Highly cambered airfoils like the Seligs and Epplers are hardly ever used in propeller or wing sections. Why?
Does their performance reduce at high Re? Are they only adequate at low Mach, low Re?
The question only regards the aerodynamics. Ignore fuel storage and structural elements.
First propeller use: A highly cambered airfoil would cause high pitching moments and twist the propeller blade. Of course you can pre-twist the blade so it will assume the correct shape in the desired operating point, but a propeller needs to work over a wide range of operating points, from take-off roll to high speed flight at altitude. In off-design points (i.e., most of the time) the propeller would have poor performance when compared with one which tolerates more diverse conditions.
Note that indeed thin, highly cambered airfoils are used on compressors and turbines in jet engines. Those are more stubby and enjoy much narrower variations in flow conditions, so the highly cambered, thin airfoil is indeed the best choice here.

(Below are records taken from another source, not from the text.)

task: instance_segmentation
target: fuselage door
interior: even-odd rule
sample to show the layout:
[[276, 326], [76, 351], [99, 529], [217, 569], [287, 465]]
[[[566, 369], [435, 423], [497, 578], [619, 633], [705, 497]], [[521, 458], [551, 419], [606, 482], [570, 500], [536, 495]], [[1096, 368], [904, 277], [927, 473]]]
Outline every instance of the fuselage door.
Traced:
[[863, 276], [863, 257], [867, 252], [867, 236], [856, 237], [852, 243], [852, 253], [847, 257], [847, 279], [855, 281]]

Use on wings: Some aircraft do indeed use highly cambered airfoils. Those with low maximum speed like human powered or electric propulsion aircraft prefer those airfoils because they create the needed lift at the lowest possible speed, so the aircraft can fly with the limited installed power. As soon as the aircraft needs to cover a wider speed range, however, a lower camber is needed to keep drag low at high speed. This is similar to the use on propellers: A wider operating range requires to move away from the narrow optimum offered by those highly cambered airfoils.

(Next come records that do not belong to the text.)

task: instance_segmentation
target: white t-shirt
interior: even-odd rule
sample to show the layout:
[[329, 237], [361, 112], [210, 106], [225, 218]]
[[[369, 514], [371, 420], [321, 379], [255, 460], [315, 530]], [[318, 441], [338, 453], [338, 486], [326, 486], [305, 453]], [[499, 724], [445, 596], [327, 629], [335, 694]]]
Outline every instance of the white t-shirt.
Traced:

Note that aircraft with a high wing loading use extensive and extensible high lift devices which turn their wings into thin, highly cambered structures for landing. Again, as soon as a lot of lift at low speed is needed, thin, highly cambered airfoils are the best choice. Adding slots between segments will make those work even better than a solid airfoil and allow to use more camber.

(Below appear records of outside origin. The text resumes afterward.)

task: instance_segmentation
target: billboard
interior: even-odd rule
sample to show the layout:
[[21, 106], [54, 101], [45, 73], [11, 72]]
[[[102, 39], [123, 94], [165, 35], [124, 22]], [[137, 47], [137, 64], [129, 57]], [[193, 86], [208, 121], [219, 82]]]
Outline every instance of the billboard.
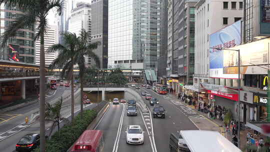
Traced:
[[[270, 38], [236, 46], [230, 49], [240, 50], [240, 65], [241, 66], [267, 64], [268, 64], [269, 43], [270, 43]], [[232, 66], [238, 66], [238, 52], [224, 51], [223, 56], [224, 58], [226, 58], [224, 60], [224, 69], [226, 68], [228, 71], [230, 71], [230, 70], [228, 70], [236, 68]], [[226, 68], [226, 67], [228, 68]], [[268, 66], [264, 68], [267, 68]], [[243, 73], [243, 72], [242, 72]]]
[[19, 46], [8, 44], [8, 60], [10, 60], [19, 62]]
[[270, 34], [270, 0], [260, 0], [260, 34]]
[[[230, 48], [241, 43], [241, 21], [210, 35], [210, 48]], [[224, 50], [210, 48], [210, 77], [237, 78], [235, 74], [224, 74]]]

You can't just cherry-pick aerodynamics and exclude everything else when it comes to aircraft design. But let's entertain flight dynamics alone for this instance, and use Selig S1210 or S1223 as examples.
Selig-S1210 (for Re 0.2e6, 0.5e6 and 1.0e6) characteristics:
First, notice that the linear range of the airfoil extends from $C_l$ 0.5 to 1.9, which means that this airfoil is only suitable for low speed flight.
Second, the maneuverability of such a wing would be questionable. For a typical aircraft, we would need the ability to do at least a 0G push-over and a 2G pull-up (for Part 23 and 25 aircraft). However, the airfoil is clearly stalled before reaching $C_l$ of 0; and if we use $C_l$ 1.0 as design cruise lift coefficient, then 2G pull-up would also be difficult.
Therefore, while such high lift airfoil may serve niche applications such as high lift competitions with model airplanes, its aerodynamic utility is limited.